Deep Recurrent Neural Networks for Acoustic Modelling
William Chan, Ian Lane
TL;DR
The paper addresses acoustic modelling for ASR by introducing a deep recurrent architecture that combines a Time Convolutional DNN front-end, a Bidirectional LSTM context model, and a final DNN for classification. This TC-DNN-BLSTM-DNN approach yields a 3.47 WER on WSJ eval92, an ~8% relative improvement over strong DNN baselines, and demonstrates practical trainability with standard SGD and potential speedups via ASGD. Ablation studies show the importance of each component, with learned feature processing enhancing BLSTM performance over raw fMLLR inputs.
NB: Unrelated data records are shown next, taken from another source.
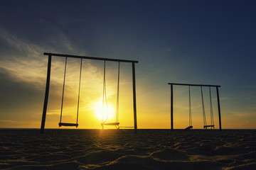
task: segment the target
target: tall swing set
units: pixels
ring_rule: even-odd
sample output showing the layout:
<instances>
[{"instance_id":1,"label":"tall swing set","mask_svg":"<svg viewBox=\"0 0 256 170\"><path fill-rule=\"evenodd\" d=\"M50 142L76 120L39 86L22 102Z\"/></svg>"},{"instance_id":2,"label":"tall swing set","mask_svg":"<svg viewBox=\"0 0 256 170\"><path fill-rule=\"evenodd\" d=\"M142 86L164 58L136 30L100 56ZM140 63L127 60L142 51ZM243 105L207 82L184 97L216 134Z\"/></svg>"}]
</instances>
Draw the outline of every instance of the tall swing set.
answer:
<instances>
[{"instance_id":1,"label":"tall swing set","mask_svg":"<svg viewBox=\"0 0 256 170\"><path fill-rule=\"evenodd\" d=\"M46 110L49 96L49 89L50 89L50 67L51 67L51 59L53 56L65 57L65 70L64 70L64 80L63 80L63 94L62 94L62 101L61 101L61 109L60 109L60 118L59 123L59 127L61 126L75 126L78 127L78 114L79 114L79 101L80 101L80 83L81 83L81 73L82 73L82 60L102 60L104 61L104 79L103 79L103 98L102 98L102 110L104 110L105 106L107 107L107 94L106 94L106 61L110 62L118 62L118 77L117 77L117 108L116 108L116 121L114 123L107 123L107 117L104 119L102 113L102 119L101 125L102 129L105 125L114 125L117 128L134 128L134 132L137 133L137 106L136 106L136 89L135 89L135 63L138 63L138 61L134 60L118 60L118 59L110 59L110 58L101 58L101 57L87 57L87 56L78 56L78 55L61 55L61 54L53 54L53 53L44 53L44 55L48 56L48 70L47 70L47 78L46 78L46 94L45 100L43 109L43 115L42 115L42 122L40 132L43 134L45 128L45 123L46 118ZM80 79L79 79L79 89L78 89L78 109L77 109L77 118L75 123L63 123L62 122L62 115L63 115L63 99L64 99L64 91L65 91L65 74L66 74L66 67L67 67L67 60L68 58L79 58L80 59ZM132 64L132 87L133 87L133 107L134 107L134 126L133 127L119 127L119 123L118 121L119 117L119 70L120 70L120 62L129 62Z\"/></svg>"},{"instance_id":2,"label":"tall swing set","mask_svg":"<svg viewBox=\"0 0 256 170\"><path fill-rule=\"evenodd\" d=\"M200 86L201 87L201 94L202 98L202 109L203 109L203 128L207 129L208 128L214 128L214 120L213 120L213 104L212 104L212 97L211 97L211 87L216 88L217 93L217 101L218 101L218 118L219 118L219 128L221 131L221 118L220 118L220 96L218 92L218 88L220 86L218 85L205 85L205 84L176 84L176 83L169 83L168 84L171 85L171 130L174 130L174 86L188 86L188 105L189 105L189 123L188 127L185 128L185 130L189 130L193 128L192 125L192 111L191 111L191 86ZM205 110L203 94L203 87L206 86L209 88L209 97L210 97L210 124L207 124L206 122L206 115Z\"/></svg>"}]
</instances>

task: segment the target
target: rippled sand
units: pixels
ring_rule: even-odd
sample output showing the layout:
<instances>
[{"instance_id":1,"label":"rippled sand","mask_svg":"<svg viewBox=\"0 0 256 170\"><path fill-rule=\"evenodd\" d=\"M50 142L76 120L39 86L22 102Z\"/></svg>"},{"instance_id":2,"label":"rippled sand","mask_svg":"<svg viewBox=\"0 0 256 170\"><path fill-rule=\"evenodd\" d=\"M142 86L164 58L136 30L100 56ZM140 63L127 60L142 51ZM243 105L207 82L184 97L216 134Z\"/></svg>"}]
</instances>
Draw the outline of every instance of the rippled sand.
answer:
<instances>
[{"instance_id":1,"label":"rippled sand","mask_svg":"<svg viewBox=\"0 0 256 170\"><path fill-rule=\"evenodd\" d=\"M256 169L256 130L0 130L0 169Z\"/></svg>"}]
</instances>

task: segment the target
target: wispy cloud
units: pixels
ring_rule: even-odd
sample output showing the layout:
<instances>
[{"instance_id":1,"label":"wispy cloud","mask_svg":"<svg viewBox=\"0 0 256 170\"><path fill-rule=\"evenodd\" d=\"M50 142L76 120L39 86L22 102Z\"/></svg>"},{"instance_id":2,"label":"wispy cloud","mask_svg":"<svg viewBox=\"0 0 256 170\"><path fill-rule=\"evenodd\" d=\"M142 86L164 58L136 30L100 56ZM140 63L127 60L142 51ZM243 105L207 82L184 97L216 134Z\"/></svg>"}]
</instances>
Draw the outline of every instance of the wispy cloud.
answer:
<instances>
[{"instance_id":1,"label":"wispy cloud","mask_svg":"<svg viewBox=\"0 0 256 170\"><path fill-rule=\"evenodd\" d=\"M75 47L63 34L59 34L58 39L59 43L63 43L65 51L72 51ZM1 55L0 72L8 74L12 81L25 83L34 88L41 89L45 86L47 57L43 55L44 52L55 52L51 47L42 47L31 41L22 39L11 34L5 29L0 28L0 40L4 44L9 46L13 51L17 51L17 55ZM79 50L76 50L79 51ZM13 52L11 52L13 54ZM63 61L56 60L53 64L52 70L63 74ZM73 70L75 65L72 66L70 70ZM87 69L95 68L87 64ZM71 71L72 72L72 71ZM58 84L58 79L53 79L53 84ZM70 80L72 81L72 80Z\"/></svg>"}]
</instances>

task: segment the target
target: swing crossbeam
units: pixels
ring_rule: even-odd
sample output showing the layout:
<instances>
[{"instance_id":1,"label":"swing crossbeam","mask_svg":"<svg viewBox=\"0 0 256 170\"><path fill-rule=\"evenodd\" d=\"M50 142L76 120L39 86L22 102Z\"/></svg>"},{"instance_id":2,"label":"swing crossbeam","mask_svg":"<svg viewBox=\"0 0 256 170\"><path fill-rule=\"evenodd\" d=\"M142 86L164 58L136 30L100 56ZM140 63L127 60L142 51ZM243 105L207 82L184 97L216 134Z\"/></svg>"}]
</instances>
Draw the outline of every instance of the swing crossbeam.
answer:
<instances>
[{"instance_id":1,"label":"swing crossbeam","mask_svg":"<svg viewBox=\"0 0 256 170\"><path fill-rule=\"evenodd\" d=\"M59 127L61 126L75 126L76 128L78 127L78 123L59 123Z\"/></svg>"}]
</instances>

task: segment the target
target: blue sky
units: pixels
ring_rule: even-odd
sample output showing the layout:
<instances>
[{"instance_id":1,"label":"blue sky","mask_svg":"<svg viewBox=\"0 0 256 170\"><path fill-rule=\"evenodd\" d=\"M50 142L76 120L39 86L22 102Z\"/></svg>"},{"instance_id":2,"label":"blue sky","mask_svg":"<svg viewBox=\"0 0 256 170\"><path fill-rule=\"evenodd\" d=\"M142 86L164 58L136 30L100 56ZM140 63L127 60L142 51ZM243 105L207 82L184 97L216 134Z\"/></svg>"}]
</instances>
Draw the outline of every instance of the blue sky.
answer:
<instances>
[{"instance_id":1,"label":"blue sky","mask_svg":"<svg viewBox=\"0 0 256 170\"><path fill-rule=\"evenodd\" d=\"M255 4L1 1L1 127L40 126L47 52L139 60L139 128L156 115L169 128L167 84L176 82L220 85L223 128L255 128Z\"/></svg>"}]
</instances>

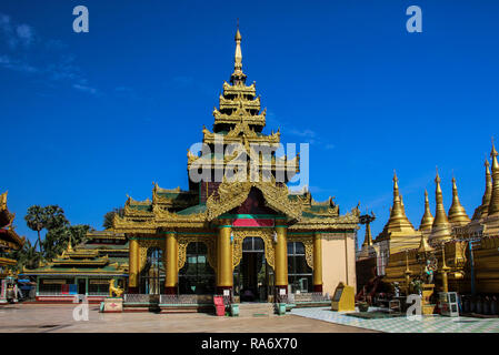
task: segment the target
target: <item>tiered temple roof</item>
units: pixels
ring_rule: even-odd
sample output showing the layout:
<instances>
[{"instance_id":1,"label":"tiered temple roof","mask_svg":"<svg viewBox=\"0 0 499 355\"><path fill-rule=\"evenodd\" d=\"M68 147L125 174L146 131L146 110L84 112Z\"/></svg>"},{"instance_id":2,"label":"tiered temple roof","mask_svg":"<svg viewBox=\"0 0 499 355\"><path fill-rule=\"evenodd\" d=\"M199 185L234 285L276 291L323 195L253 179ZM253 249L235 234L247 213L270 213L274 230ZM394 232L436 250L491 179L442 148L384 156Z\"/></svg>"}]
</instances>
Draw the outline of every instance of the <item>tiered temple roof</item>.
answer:
<instances>
[{"instance_id":1,"label":"tiered temple roof","mask_svg":"<svg viewBox=\"0 0 499 355\"><path fill-rule=\"evenodd\" d=\"M223 139L223 148L229 143L242 146L249 158L251 144L267 144L277 148L280 132L262 133L266 126L266 110L261 111L261 101L257 97L256 83L246 84L247 75L242 72L241 34L236 33L234 68L230 83L223 83L223 93L219 99L219 108L213 110L214 123L212 132L203 128L203 143L210 148L217 140ZM212 150L211 154L194 155L188 151L188 170L202 164L210 164L212 170L223 170L237 156L222 155ZM358 209L346 215L339 214L339 206L330 197L326 202L316 202L308 191L291 193L286 183L277 182L277 171L293 166L299 172L299 155L292 160L287 156L259 155L258 168L271 171L268 181L190 182L189 190L180 187L166 190L154 183L152 200L136 201L128 199L124 215L114 215L114 231L123 233L156 233L158 229L194 227L209 229L216 217L230 214L241 205L249 195L258 190L268 207L293 221L292 229L306 229L312 224L319 227L358 229ZM211 175L212 178L213 175ZM248 174L249 176L249 174ZM261 178L261 176L260 176ZM290 175L287 176L291 178ZM249 179L247 179L249 180ZM233 211L232 211L233 212Z\"/></svg>"},{"instance_id":2,"label":"tiered temple roof","mask_svg":"<svg viewBox=\"0 0 499 355\"><path fill-rule=\"evenodd\" d=\"M92 275L126 276L128 273L128 241L124 234L111 231L88 232L84 243L68 247L50 262L34 270L24 268L24 275Z\"/></svg>"}]
</instances>

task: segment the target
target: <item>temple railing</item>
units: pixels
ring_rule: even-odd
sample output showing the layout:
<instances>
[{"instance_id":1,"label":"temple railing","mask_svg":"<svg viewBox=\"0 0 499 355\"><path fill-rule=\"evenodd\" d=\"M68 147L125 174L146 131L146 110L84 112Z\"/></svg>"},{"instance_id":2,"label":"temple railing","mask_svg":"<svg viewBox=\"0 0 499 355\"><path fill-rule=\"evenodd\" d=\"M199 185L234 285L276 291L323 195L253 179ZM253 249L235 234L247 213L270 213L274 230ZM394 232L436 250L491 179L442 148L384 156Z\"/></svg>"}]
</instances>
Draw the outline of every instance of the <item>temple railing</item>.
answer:
<instances>
[{"instance_id":1,"label":"temple railing","mask_svg":"<svg viewBox=\"0 0 499 355\"><path fill-rule=\"evenodd\" d=\"M149 294L126 293L123 295L124 303L150 303Z\"/></svg>"},{"instance_id":2,"label":"temple railing","mask_svg":"<svg viewBox=\"0 0 499 355\"><path fill-rule=\"evenodd\" d=\"M212 295L150 295L150 294L124 294L124 303L141 303L160 305L199 305L213 304Z\"/></svg>"},{"instance_id":3,"label":"temple railing","mask_svg":"<svg viewBox=\"0 0 499 355\"><path fill-rule=\"evenodd\" d=\"M213 304L212 295L160 295L160 304L197 305Z\"/></svg>"},{"instance_id":4,"label":"temple railing","mask_svg":"<svg viewBox=\"0 0 499 355\"><path fill-rule=\"evenodd\" d=\"M286 295L286 303L316 303L316 302L330 302L329 294L322 294L321 292L308 292L308 293L291 293Z\"/></svg>"}]
</instances>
Overall, the work presents a scalable, high-performing architecture for sequential acoustic modelling in ASR, with implications for faster training using distributed optimization.
Abstract
We present a novel deep Recurrent Neural Network (RNN) model for acoustic modelling in Automatic Speech Recognition (ASR). We term our contribution as a TC-DNN-BLSTM-DNN model, the model combines a Deep Neural Network (DNN) with Time Convolution (TC), followed by a Bidirectional Long Short-Term Memory (BLSTM), and a final DNN. The first DNN acts as a feature processor to our model, the BLSTM then generates a context from the sequence acoustic signal, and the final DNN takes the context and models the posterior probabilities of the acoustic states. We achieve a 3.47 WER on the Wall Street Journal (WSJ) eval92 task or more than 8% relative improvement over the baseline DNN models.